According to InvestingPro analysis, the stock appears undervalued based on its Fair Value metrics, with analyst targets ranging from $5 to $7. Clear Street highlighted TETRA Technologies' diversification and its reduced correlation with the Oil & Gas cycle and drilling rig count, which could lead to a re-rating of the stock as investors recognize the value of its industrial Calcium Chloride business and bromine optionality.

The analyst from Clear Street expects that by 2028, half of TETRA Technologies' EBITDA could derive from non-Oil & Gas customers, provided the company successfully scales its bromine production project for industrial clients and energy storage. The forecast includes a potential $1.50 upside to the price target if the company effectively scales its desalination of produced water solution, and an additional $2.50 if its bromine project is executed as planned.
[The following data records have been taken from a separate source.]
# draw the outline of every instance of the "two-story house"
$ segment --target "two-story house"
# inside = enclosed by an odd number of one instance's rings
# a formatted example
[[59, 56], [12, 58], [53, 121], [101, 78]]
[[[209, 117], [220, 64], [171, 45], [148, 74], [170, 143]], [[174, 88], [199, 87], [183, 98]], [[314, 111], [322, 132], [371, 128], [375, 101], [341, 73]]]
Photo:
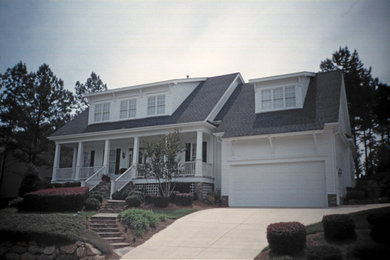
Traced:
[[[175, 182], [204, 197], [220, 190], [230, 206], [323, 207], [354, 184], [342, 73], [301, 72], [249, 80], [240, 73], [168, 80], [87, 95], [89, 109], [55, 132], [52, 182], [111, 194], [145, 178], [143, 144], [180, 132], [185, 151]], [[61, 148], [73, 149], [61, 168]], [[142, 168], [142, 167], [141, 167]]]

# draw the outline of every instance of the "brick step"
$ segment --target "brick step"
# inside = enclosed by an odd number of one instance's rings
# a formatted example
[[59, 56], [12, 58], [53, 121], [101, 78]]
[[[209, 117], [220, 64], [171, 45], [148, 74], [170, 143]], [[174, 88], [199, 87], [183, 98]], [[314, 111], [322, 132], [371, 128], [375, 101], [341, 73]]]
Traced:
[[129, 244], [129, 243], [126, 243], [126, 242], [119, 242], [119, 243], [111, 243], [111, 246], [112, 246], [114, 249], [117, 249], [117, 248], [122, 248], [122, 247], [130, 246], [130, 244]]
[[90, 221], [91, 225], [116, 225], [116, 221], [113, 220], [99, 220], [99, 221]]
[[97, 234], [101, 237], [120, 237], [122, 235], [121, 232], [97, 232]]
[[119, 228], [92, 228], [96, 233], [99, 232], [119, 232]]
[[125, 241], [124, 237], [103, 237], [103, 239], [110, 243], [120, 243]]
[[105, 223], [91, 224], [92, 229], [94, 229], [94, 228], [116, 228], [116, 227], [117, 227], [116, 223], [115, 224], [105, 224]]

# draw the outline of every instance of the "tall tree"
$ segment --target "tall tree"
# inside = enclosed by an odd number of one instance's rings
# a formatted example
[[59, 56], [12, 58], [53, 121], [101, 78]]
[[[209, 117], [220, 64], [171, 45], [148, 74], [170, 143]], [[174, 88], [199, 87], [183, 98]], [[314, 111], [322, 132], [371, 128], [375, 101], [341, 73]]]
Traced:
[[[373, 104], [375, 103], [375, 89], [378, 79], [371, 75], [371, 67], [366, 68], [360, 60], [358, 52], [352, 53], [348, 47], [339, 48], [334, 52], [331, 59], [325, 59], [320, 64], [321, 71], [342, 70], [344, 73], [345, 88], [348, 99], [352, 135], [355, 147], [359, 153], [360, 144], [364, 150], [365, 172], [369, 173], [372, 166], [370, 151], [375, 146], [375, 114]], [[359, 158], [355, 160], [356, 173], [361, 173]]]
[[85, 83], [80, 83], [77, 81], [75, 84], [75, 92], [76, 92], [76, 113], [79, 114], [83, 112], [88, 107], [88, 100], [85, 97], [85, 94], [106, 91], [107, 84], [104, 84], [100, 79], [100, 76], [95, 72], [91, 73], [91, 76], [87, 79]]
[[[19, 156], [33, 165], [49, 164], [47, 136], [70, 119], [73, 93], [64, 89], [47, 64], [28, 73], [19, 62], [1, 75], [0, 119], [2, 131], [16, 140]], [[8, 151], [5, 150], [5, 153]]]

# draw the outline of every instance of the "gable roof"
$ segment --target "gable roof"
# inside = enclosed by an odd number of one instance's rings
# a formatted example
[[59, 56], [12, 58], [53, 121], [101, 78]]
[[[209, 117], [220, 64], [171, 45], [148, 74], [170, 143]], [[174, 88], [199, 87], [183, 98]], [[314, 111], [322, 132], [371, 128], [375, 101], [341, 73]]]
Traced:
[[207, 78], [195, 88], [171, 116], [88, 125], [89, 110], [87, 109], [58, 129], [52, 136], [204, 121], [237, 75], [239, 73]]
[[217, 115], [221, 124], [216, 132], [223, 137], [275, 134], [323, 129], [337, 122], [342, 72], [317, 73], [310, 80], [302, 109], [255, 113], [253, 84], [237, 87]]

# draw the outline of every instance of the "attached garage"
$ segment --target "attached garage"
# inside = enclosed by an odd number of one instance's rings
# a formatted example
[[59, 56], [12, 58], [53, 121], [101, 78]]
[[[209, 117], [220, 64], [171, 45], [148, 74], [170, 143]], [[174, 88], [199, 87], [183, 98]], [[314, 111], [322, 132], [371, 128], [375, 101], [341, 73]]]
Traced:
[[324, 162], [230, 166], [231, 207], [326, 207]]

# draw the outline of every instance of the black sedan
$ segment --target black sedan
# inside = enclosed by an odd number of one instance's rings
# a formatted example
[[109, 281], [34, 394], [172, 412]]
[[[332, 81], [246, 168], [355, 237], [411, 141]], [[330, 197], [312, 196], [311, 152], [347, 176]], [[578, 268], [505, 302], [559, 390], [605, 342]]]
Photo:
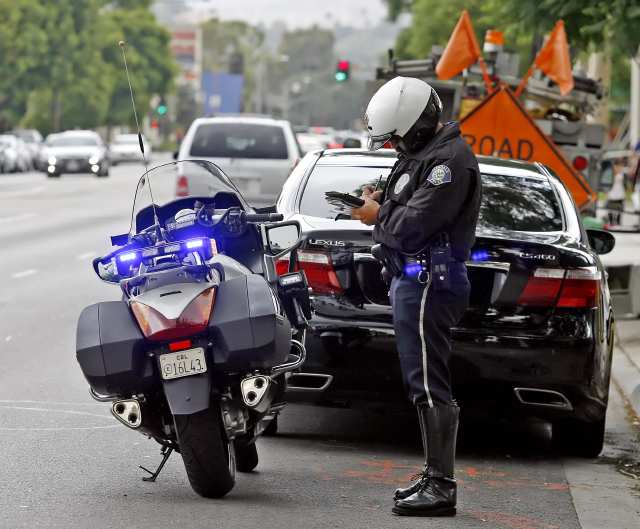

Clear Street is optimistic about TETRA Technologies' prospects for the next year, anticipating a 12% increase in sales—double the growth rate of its underlying markets—and a 34% rise in EBITDA. This growth is expected to be driven by high-margin projects such as the CS Neptune initiative in the Gulf of Mexico, which boasts an approximate 65% EBITDA margin, a significant deepwater project in Brazil, and the expansion of full electrolytes solutions to Eos Energy.

The firm also commended TETRA Technologies for its improved financial position compared to three years ago, specifically noting the company's reduced debt leverage. With a healthy current ratio of 2.33, the company's liquid assets comfortably exceed its short-term obligations.

This stronger financial standing is seen as a positive factor for the potential construction of a bromine production plant, which could contribute an additional $72 million in annual EBITDA by 2028, marking a 48% increase to the company's current EBITDA of $80.72 million. For a comprehensive analysis of TETRA's financial health and growth prospects, investors can access the detailed Pro Research Report available on InvestingPro.

In other recent news, TETRA Technologies reported its third-quarter 2024 financial results, revealing earnings of $23.5 million and revenue of $142 million, which represents a 6% decline from the previous year. These results come amid market challenges, including hurricanes in the Gulf of Mexico and decreased U.S. completion activity. Despite these difficulties, TETRA secured significant contract wins, such as a multi-year deepwater completions fluid award in Brazil and a record in produced water recycling.

The company anticipates a robust first half of 2025, with projects in the Gulf of Mexico and Brazil expected to contribute to growth. TETRA also introduced a new product, TETRA X, and is advancing its Arkansas bromine project with a revised capital expenditure plan. Strategic initiatives, including the CS Neptune projects, Brazil operations, and automation in Water & Flowback Services, are also in the pipeline.

TETRA is preparing for commercial plant operations in water desalination by 2026 and is collaborating with Aflac (NYSE:AFL) on a South Texas project. The company also holds a 2.5% royalty from Standard Lithium's commercial production and is advocating for a favorable royalty structure.

Despite a 6% year-over-year decrease in third-quarter revenue, TETRA remains optimistic about its strategic initiatives and growth prospects, focusing on margin enhancement and efficiency improvements through automation.